P1V Hub 4x faster 1:4 (4 cogs), 2x 1:8 (8 cogs) + new compile options
Cluso99
Posts: 18,069
I have taken the latest base GitHub code (as at 5Mar2015) and added options to compile the code as follows...
NOT_SCRAMBLED
By default, the ROM is scrambled. By defining NOT_SCRAMBLED, the unscrambled ROM file will be used.
The scrambled ROM identifies as Propeller Version 1, the unscrambled ROM identifies as Propeller Version 2.
CLUSO_ROMHI
When defining CLUSO_ROMHI in conjunction with defining NOT_SCRAMBED, the unscrambled cluso ROM will be used.
The Cluso ROM has my Faster Spin Interpreter with the $F000..FFFF section of the ROM reorganised so that the vector table used by my interpreter can be positioned at $FBF8..FFF7. The booter/runner/interpreter all still start at their original ROM addresses although the runner is now split into 3 sections $FFF8..FFFF, $F7A4..F7FF and $FB94..FB97 and starts at $FFF9 as before. The log/antilog/sine tables all remain in their original form/location. The Parallax Copyright message contained in the ROM at $FF00..FF5F is now changed and located at $FBC8..FBF7.
The ROM identifies as Propeller Version 3.
DISABLE_ROM_FONT
The ROM Font may be disabled by defining DISABLE_ROM_FONT. The ROM font is located at hub $8000..BFFF. There is insufficient RAM space in the DE0-Nano so the FPGA must be built with this option defined.
ROM_FONT_WRITABLE
The ROM Font is built in the FPGA as RAM at $8000..BFFF. This permits this space to be used by programs as HUB RAM. Enable this by defining ROM_FONT_WRITABLE. The ROM will still be pre-loaded with the Font but the user programs may overwrite this.
ROM_HIGH_WRITABLE
The ROM containing the LOG/ALOG/SIN and INTERPRETER/BOOTER/RUNNER code is built in the FPGA as RAM. This permits this space to be used by programs as HUB RAM. Enable the section of HUB at $C000..EFFF as RAM by defining ROM_HIGH_WRITABLE. Note the HUB at $F000..$FFFF (interpreter/booter/runner) remains as protected ROM.

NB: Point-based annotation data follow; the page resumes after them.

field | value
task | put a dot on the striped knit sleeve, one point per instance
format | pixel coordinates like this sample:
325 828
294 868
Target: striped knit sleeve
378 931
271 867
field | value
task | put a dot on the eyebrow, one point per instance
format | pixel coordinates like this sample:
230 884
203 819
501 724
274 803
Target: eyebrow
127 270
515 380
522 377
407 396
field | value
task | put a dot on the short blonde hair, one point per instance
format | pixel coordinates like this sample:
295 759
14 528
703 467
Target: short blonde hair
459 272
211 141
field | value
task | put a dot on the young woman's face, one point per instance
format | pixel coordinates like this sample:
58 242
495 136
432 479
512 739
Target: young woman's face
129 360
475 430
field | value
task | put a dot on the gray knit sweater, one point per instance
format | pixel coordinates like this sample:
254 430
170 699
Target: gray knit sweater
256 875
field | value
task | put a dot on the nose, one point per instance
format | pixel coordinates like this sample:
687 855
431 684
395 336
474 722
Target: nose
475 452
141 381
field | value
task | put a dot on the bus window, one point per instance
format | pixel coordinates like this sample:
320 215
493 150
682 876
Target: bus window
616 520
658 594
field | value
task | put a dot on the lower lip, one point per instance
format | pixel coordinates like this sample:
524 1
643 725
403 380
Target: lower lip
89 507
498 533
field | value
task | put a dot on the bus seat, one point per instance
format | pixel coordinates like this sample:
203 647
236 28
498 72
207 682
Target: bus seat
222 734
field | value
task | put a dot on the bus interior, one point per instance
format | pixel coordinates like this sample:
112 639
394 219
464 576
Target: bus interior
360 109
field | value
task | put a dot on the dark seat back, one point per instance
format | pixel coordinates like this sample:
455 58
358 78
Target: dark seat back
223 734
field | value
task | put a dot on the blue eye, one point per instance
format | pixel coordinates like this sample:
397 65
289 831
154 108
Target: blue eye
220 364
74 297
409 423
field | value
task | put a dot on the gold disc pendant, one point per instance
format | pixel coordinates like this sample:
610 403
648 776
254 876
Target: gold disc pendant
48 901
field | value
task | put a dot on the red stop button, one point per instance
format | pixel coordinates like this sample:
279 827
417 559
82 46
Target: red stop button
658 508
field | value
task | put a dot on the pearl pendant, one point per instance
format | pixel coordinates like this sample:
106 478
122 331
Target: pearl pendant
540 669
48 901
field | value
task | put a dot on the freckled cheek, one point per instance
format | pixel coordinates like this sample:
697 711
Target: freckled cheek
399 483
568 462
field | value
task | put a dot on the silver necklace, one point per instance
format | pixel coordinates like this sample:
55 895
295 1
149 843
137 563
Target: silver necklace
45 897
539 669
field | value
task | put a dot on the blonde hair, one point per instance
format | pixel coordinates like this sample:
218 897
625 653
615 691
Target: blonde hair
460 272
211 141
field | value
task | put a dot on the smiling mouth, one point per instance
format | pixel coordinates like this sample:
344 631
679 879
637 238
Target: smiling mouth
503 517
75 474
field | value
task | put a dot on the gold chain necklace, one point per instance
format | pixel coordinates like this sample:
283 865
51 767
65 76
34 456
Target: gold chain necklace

The ROM will still be pre-loaded with the log/alog/sin and interpreter/booter/runner code.
HUB_SINGLE_CLOCK
The P1V may be built with the HUB ACCESS as 1:8 clocks instead of the usual 1:16 clocks. To enable this, define HUB_SINGLE_CLOCK.
If 4 Cogs are selected, with HUB_SINGLE_CLOCK the hub access will be 1:4 clocks, otherwise it will be 1:8.
COGS_4
The P1V may be built with only 4 Cogs instead of 8 Cogs. When the P1V is built with 4 Cogs, the HUB ACCESS will be built with 1:4 clocks with HUB_SINGLE_CLOCK set, else it will be built with 1:8 clocks. Note that RDxxxx/WRxxxx still take 8 clocks, but will synchronise with the hub in 4 clocks when 1:4, resulting in faster hub accesses.
COGS_4 defines NCOGS=4. Otherwise NCOGS=8.
NO_VIDEO
The P1V may be built with the Video disabled. This results in a faster build and of course saves logic/power.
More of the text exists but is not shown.